Dictatorship closes Club Terraza and three other clubs as an NGO

Dictatorship closes Club Terraza and three other clubs as an NGO

The National Assembly (Parliament) of Nicaragua, controlled by the Sandinistas, canceled this Tuesday the legal personality of the Nicaraguan Spanish Association, known as Casa España, and four other similar clubs, although it authorized them to continue operating as a commercial legal regime and not as NGO.

With 77 votes in favor, 11 abstentions and three absentees, of the 91 legislators that make up Parliament, the Sandinista deputies and their allies urgently approved the Special Law to change the Regime of Legal Entities, proposed by the head of Congress, the official Gustavo Porras.

In addition to the Nicaraguan Spanish Association, the Parliament changed the Terraza Club Association, the most select in Nicaragua, from an NGO to a commercial company, of which some of the richest people in the country are members, as well as the Nejapa Country Club Association, owner of one of the most renowned golf courses, the Chinandega Country Club, and the Cocibolca Equestrian Center Association.

Related news: Ortega regime forces five NGOs to establish themselves as a commercial company

The initiative of Porras, who was sanctioned by the European Union for “human rights abuses or violations and the repression of civil society,” was approved two months after the Nicaraguan Spanish Association announced the “temporary closure” of the club, a property located on the outskirts of Managua, according to what he said, by “indications” of the government of President Daniel Ortega.

“PERFORM ACTS OF COMMERCE”

In his law proposal, Porras argued that the club of Spanish citizens residing in Nicaragua “carries out acts of commerce.”

Dictatorship closes Club Terraza and three other clubs as an NGO

He also explained that 12 days ago the General Law for the Regulation and Control of Non-Profit Organizations entered into force, which redefined the concept of NGOs, in which the five clubs annulled as non-profit organizations no longer fit because in “whose economic activity carry out acts of commerce”.

“The transfer of the legal regime consists in the fact that the commercial companies created will be successors without a solution of continuity of the canceled legal persons, thus guaranteeing the continuity of the economic activity of each of the companies, if so arranged by their partners” , according to the initiative.

Related news: Ortega steamroller will transfer five NGOs to a mercantile regime

The approval of this new law occurs in the midst of the sociopolitical crisis that the country has been experiencing since April 2018, when a popular revolt broke out that President Ortega describes as an attempted coup.

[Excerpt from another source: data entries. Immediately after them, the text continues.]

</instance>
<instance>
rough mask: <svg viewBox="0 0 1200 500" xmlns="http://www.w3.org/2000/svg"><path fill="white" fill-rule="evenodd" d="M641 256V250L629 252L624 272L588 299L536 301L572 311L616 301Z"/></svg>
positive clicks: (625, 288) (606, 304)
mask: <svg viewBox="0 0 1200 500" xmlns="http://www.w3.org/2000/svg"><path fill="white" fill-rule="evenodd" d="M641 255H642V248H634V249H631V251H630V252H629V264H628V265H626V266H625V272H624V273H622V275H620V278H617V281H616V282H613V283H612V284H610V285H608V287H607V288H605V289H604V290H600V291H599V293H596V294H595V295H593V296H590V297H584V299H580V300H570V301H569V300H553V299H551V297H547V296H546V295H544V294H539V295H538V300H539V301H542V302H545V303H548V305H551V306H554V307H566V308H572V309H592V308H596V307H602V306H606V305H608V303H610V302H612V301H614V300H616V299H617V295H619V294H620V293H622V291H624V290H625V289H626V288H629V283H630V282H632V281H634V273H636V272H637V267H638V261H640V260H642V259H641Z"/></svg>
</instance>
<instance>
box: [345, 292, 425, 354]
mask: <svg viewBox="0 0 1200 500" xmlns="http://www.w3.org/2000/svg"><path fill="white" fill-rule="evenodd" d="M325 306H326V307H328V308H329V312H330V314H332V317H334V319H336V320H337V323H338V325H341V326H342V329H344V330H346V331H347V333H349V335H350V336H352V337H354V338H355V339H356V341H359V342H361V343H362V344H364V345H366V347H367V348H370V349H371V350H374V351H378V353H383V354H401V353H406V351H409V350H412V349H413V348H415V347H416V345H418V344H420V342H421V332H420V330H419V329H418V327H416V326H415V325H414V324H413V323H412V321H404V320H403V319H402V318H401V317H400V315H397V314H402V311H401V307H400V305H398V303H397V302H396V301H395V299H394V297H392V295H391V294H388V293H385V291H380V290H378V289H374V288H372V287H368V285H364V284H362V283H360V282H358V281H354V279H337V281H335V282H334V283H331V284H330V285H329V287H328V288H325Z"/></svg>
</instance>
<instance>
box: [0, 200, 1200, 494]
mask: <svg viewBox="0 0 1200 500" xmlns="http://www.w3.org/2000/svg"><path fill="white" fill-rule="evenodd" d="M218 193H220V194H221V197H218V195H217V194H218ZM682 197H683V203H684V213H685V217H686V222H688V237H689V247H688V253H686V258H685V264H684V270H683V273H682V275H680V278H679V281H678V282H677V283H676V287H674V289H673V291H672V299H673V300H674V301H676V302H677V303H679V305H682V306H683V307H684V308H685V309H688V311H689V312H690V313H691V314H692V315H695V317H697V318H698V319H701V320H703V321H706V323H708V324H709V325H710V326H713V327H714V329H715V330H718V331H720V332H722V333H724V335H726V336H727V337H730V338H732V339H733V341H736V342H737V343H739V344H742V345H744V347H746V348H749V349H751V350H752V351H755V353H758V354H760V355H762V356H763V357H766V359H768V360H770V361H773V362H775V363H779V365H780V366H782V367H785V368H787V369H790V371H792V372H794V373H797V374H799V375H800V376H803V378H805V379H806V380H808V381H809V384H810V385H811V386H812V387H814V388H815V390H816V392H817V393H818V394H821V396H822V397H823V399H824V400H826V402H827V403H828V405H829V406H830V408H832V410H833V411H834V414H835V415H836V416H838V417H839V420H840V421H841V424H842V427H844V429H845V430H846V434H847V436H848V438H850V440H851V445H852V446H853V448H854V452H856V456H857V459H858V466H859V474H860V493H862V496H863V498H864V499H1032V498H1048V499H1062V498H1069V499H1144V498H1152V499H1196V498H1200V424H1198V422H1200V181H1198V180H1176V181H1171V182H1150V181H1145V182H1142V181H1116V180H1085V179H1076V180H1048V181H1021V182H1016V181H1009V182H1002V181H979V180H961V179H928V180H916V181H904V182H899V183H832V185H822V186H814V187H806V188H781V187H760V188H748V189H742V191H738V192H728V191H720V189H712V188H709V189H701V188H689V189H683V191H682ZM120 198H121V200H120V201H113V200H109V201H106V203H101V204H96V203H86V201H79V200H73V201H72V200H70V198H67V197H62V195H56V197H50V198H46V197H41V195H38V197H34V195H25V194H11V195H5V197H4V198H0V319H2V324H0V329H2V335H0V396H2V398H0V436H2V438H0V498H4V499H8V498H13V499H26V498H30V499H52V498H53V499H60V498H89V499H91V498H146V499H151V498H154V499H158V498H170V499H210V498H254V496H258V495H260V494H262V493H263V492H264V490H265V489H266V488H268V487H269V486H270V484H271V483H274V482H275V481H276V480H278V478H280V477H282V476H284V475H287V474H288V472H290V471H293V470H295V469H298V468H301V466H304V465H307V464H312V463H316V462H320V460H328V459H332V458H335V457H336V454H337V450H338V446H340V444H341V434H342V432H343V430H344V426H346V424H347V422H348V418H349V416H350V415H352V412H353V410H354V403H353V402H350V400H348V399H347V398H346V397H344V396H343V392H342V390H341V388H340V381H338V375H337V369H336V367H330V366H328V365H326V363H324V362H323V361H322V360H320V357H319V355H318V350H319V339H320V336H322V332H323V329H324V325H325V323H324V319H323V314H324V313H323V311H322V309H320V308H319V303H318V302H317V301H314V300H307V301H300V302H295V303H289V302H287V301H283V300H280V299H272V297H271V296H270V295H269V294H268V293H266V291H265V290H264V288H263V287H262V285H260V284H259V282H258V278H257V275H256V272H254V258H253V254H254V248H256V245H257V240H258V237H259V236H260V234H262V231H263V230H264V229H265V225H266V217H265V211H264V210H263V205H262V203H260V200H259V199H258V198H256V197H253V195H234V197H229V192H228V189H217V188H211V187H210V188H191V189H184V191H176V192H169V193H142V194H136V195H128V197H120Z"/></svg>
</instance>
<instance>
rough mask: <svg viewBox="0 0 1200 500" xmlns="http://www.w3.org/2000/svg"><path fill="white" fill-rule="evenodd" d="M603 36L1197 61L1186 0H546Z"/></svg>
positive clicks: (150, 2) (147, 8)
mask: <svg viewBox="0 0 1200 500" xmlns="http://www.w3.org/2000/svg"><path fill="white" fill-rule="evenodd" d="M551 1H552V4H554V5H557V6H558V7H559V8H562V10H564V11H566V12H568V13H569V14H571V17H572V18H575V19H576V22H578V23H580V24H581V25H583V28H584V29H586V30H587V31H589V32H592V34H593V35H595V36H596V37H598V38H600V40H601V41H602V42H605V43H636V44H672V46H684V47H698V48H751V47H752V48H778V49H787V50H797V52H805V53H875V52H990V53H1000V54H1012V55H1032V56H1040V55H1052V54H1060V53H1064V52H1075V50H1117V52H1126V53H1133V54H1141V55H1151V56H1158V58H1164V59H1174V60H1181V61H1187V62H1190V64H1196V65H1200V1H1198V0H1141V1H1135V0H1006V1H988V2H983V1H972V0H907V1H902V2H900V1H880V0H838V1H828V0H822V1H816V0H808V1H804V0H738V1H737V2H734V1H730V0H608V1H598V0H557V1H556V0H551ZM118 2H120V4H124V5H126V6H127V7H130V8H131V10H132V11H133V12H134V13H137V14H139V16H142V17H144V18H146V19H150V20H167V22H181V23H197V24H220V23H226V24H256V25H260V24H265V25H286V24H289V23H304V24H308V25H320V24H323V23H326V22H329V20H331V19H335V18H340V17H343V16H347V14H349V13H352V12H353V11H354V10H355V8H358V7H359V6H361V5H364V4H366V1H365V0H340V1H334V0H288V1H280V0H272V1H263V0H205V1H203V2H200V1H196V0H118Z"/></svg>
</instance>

The change of regime to the Nicaraguan Spanish Association, founded in 1969 by Spanish citizens, as well as that of the other four associations, also occurs in the midst of the illegalization of 187 local NGOs since December 2018.

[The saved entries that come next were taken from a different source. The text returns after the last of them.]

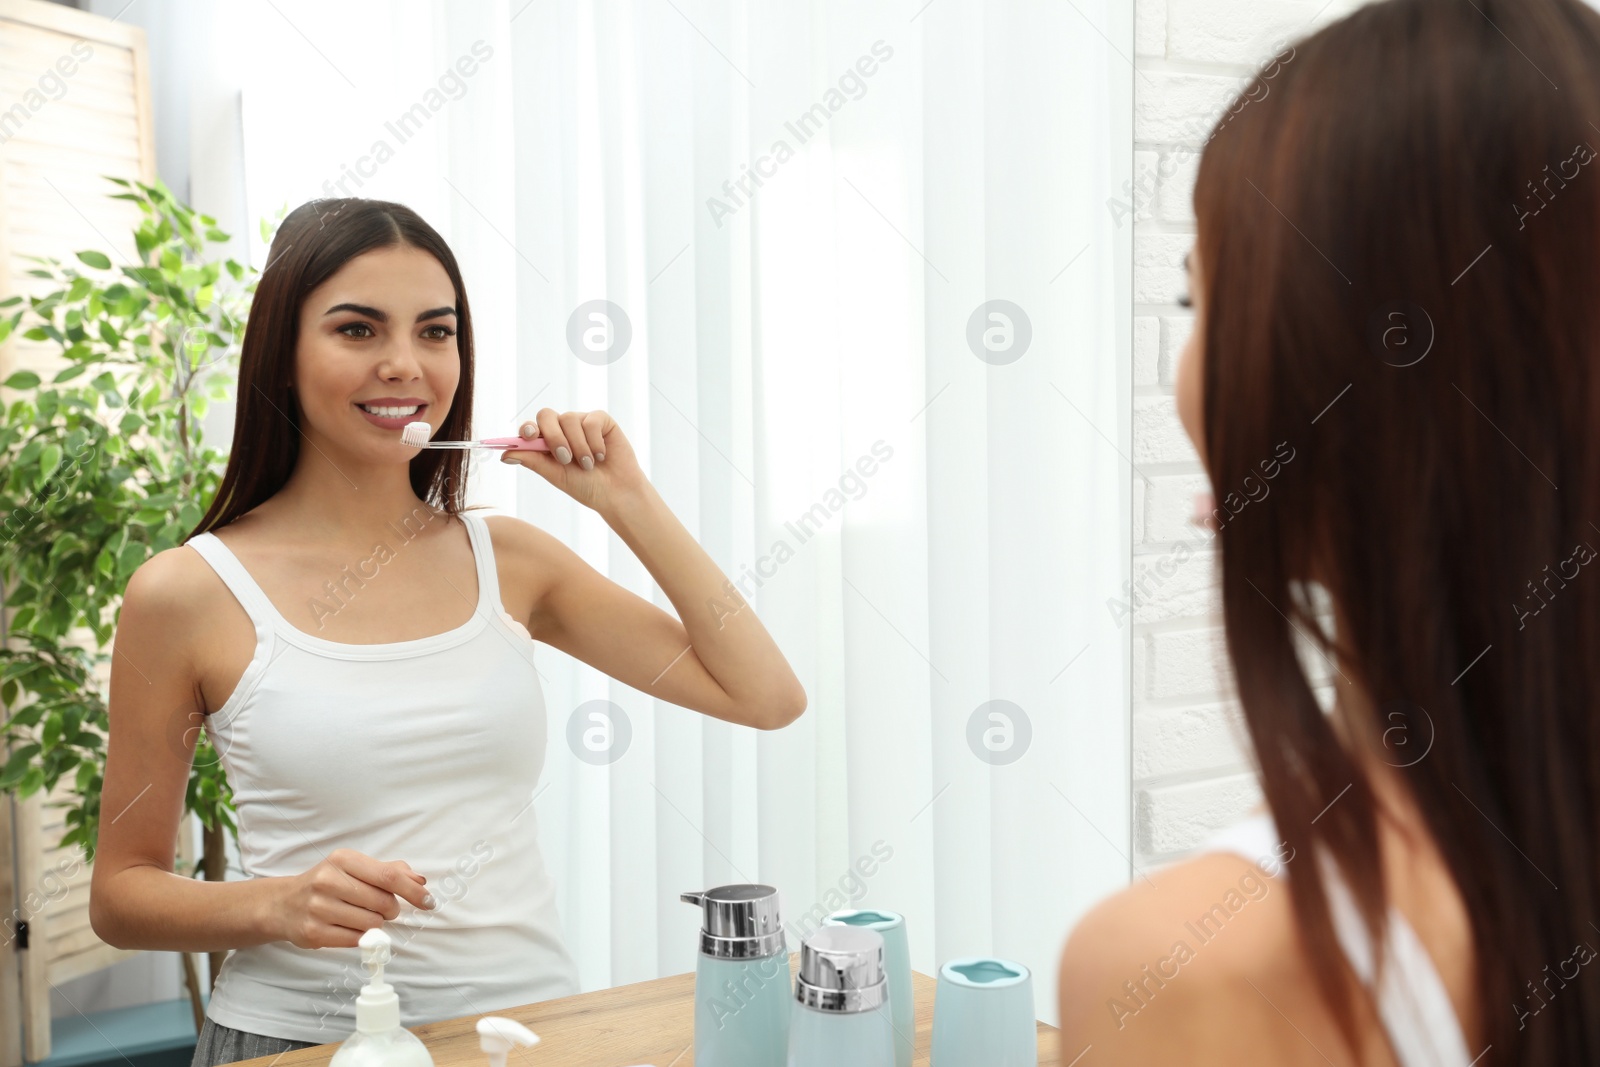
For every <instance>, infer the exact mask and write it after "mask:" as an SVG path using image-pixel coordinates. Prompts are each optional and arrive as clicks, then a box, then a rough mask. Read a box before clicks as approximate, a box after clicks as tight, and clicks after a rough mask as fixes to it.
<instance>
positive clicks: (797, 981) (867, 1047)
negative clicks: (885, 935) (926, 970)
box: [789, 926, 894, 1067]
mask: <svg viewBox="0 0 1600 1067" xmlns="http://www.w3.org/2000/svg"><path fill="white" fill-rule="evenodd" d="M893 1030H894V1022H893V1017H891V1013H890V984H888V977H886V974H885V971H883V934H880V933H878V931H875V929H869V928H866V926H824V928H822V929H819V931H816V933H814V934H811V936H810V937H806V939H805V942H803V944H802V945H800V974H798V976H797V977H795V1017H794V1024H792V1025H790V1033H789V1067H894V1033H893Z"/></svg>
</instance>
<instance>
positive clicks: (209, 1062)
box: [189, 1016, 318, 1067]
mask: <svg viewBox="0 0 1600 1067" xmlns="http://www.w3.org/2000/svg"><path fill="white" fill-rule="evenodd" d="M312 1045H318V1041H291V1040H288V1038H283V1037H266V1035H261V1033H248V1032H245V1030H235V1029H234V1027H224V1025H219V1024H216V1022H211V1017H210V1016H206V1021H205V1025H203V1027H200V1037H198V1040H197V1041H195V1057H194V1061H190V1064H189V1067H216V1065H218V1064H232V1062H237V1061H240V1059H254V1057H256V1056H277V1054H278V1053H288V1051H291V1049H296V1048H310V1046H312Z"/></svg>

NGOs IN THE GOVERNMENT’S SIGHTS

That same crisis has caused friction between the governments of Nicaragua and Spain, which last August called its ambassador in Managua, María del Mar Fernández-Palacios, for consultations, after what it considered “serious and unfounded accusations” from the Nicaraguan Foreign Ministry, which accused the European country of “meddling” in internal affairs, referring to human rights issues.

Dictatorship closes Club Terraza and three other clubs as an NGO
Dictatorship closes Club Terraza and three other clubs as an NGO

According to the Government of Nicaragua, NGOs have failed to comply with the laws on the matter, which has been rejected by those affected, among which are associations that defend human rights, medical, feminist, educational, universities, environmentalists, indigenous, of journalists and think tanks, among others.

The office of the United Nations High Commissioner for Human Rights (Acnudh) has criticized the outlawing of these NGOs.

Nicaragua has been going through a political and social crisis since April 2018, which was accentuated after the controversial general elections on November 7, in which Ortega was re-elected for a fifth term, fourth consecutive and second along with his wife, Rosario Murillo, as vice president, with her main contenders in prison.